I used hpmcount since I used a serial or one node job using 16 processors. I will try to do a combined OMP/MPI this coming year. We also have some molecular dynamics calculations to run that apparently scale well in MPI.

POE isn't necessary for optimizing performance for my codes.

Applications I am running right now are not large enough to make this relevant.

Question doesn't apply to PDSF users: 6 responses

I wasn't aware that such as system existed. Also, I have the feeling that these 'measurements' have a fundamental flaw: often things like 'efficiency' of the application is measured by comparing the CPU time to the wall clock time. This makes codes that calculate theoretical models, which often do very little IO, appear very efficient, while codes reconstructing experimental data and do much IO appear less efficient. Within experimental reconstruction software there is also a wide range of codes: some large experiments for instance have to do tracking on almost all events and require a lot of CPU, while other experiments need to scan through many background events without doing very much except for IO in order to find a signal event.
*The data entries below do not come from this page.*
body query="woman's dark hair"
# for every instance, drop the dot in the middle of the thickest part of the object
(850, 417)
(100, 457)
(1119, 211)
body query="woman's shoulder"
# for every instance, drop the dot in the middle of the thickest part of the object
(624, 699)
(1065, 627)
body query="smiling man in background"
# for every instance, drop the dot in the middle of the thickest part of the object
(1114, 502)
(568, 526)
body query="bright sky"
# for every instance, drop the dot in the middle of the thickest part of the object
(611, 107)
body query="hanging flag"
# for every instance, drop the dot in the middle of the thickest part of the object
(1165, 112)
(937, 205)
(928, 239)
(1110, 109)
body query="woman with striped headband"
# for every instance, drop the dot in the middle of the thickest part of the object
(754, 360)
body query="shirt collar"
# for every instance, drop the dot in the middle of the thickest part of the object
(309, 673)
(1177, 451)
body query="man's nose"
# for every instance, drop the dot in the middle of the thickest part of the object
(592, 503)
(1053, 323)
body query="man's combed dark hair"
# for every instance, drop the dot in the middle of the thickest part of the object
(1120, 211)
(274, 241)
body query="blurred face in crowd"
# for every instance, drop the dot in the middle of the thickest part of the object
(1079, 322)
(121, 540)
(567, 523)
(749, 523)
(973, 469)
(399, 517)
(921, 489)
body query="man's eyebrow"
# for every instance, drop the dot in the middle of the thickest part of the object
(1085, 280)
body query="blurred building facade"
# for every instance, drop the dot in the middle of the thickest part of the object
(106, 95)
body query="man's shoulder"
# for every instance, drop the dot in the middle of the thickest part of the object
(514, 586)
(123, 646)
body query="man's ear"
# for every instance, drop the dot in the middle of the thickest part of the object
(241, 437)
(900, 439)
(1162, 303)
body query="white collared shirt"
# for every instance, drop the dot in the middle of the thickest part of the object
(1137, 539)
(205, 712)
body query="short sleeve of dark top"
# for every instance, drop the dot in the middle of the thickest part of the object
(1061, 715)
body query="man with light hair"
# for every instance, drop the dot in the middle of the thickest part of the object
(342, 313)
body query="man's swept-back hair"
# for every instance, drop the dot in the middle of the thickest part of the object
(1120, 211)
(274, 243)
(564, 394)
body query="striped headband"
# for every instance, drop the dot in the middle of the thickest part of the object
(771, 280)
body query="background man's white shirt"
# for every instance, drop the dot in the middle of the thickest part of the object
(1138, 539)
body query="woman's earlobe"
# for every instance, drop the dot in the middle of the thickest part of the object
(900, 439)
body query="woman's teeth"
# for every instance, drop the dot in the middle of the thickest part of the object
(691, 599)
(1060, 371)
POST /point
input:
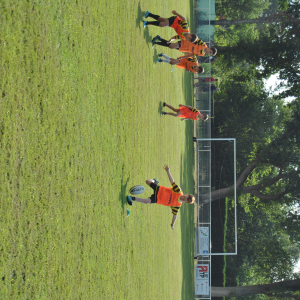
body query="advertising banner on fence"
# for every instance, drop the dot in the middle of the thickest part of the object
(202, 279)
(204, 240)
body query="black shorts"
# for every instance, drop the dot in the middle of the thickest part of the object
(155, 188)
(171, 20)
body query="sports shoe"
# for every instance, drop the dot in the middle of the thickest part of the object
(156, 38)
(129, 200)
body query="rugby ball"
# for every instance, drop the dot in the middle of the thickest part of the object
(137, 190)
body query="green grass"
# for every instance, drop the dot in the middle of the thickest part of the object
(225, 239)
(81, 97)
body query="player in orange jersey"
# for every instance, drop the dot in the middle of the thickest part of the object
(172, 197)
(198, 47)
(190, 63)
(185, 112)
(177, 22)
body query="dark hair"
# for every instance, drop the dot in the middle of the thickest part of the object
(214, 51)
(201, 70)
(206, 117)
(190, 199)
(194, 38)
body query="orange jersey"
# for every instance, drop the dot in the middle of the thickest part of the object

Primary processing of our data is done; I am not involved in the microDST construction for individual analyses, so I am not running large jobs at the moment.

I don't think it applies to me personally - would be better suited to a study of the STAR simulations/reconstruction usage probably.

I think it applies to MPP and not to PDSF style computing.

Our applications are not large enough

The ATLAS code doesn't support true parallelization at this point, only breaking the jobs into pieces and submit the pieces to multiple machines.

It's inappropriate / don't have enough time: 5 responses

We are benchmarking ourselves. The performance of our application could be made to vary from very bad to very good. Such results are not representative.

I would like to, but have very limited time available for this type of activity.

1. Life is too short 2. As a small-to-moderate user, I just do not have the time to do this --- my NERSC computing remains a small (<33%) fraction of my overall scientific responsibilities and I do not want to set aside the hours-to-days-to-weeks to get involved with this

I will submit using the Applications Performance Matrix because the application form seems to require it. However, I believe it is basically useless as a measure of code performance. I use an AMR code, the result of which is that the performance is highly dependent on the geometry of the problem, the size of the problem, and what physics is being simulated. Depending on the problem and the physics my code may scale from anywhere to 16 processors (for smooth collapse over a large dynamic range using radiation, gravity, and hydrodynamics) to hundreds of processor (for pure hydrodynamics with a fairly small dynamic range). A single measure like poe+ is not useful in this case.

lack of manpower

Have already submitted and no changes expected this year: 2 responses

I have already benchmarked the codes I intend to run in the coming year, or at least codes which should perform very similarly. If I gain access to a new machine with a large number of nodes in the coming year or there are major hardware/software improvements on those machines on which I plan to run, perhaps I will perform new benchmarks and submit the results to the Applications Performance Matrix. Similarly if we find new algorithms, or ways to improve the performance of existing codes then I might submit new results. However, I do not have any such plans, a priori.

No expected change in performance.

Other: 3 responses

Assuming a refereed publications describing the application is available.

If asked (and I assume we will be), our project will submit data.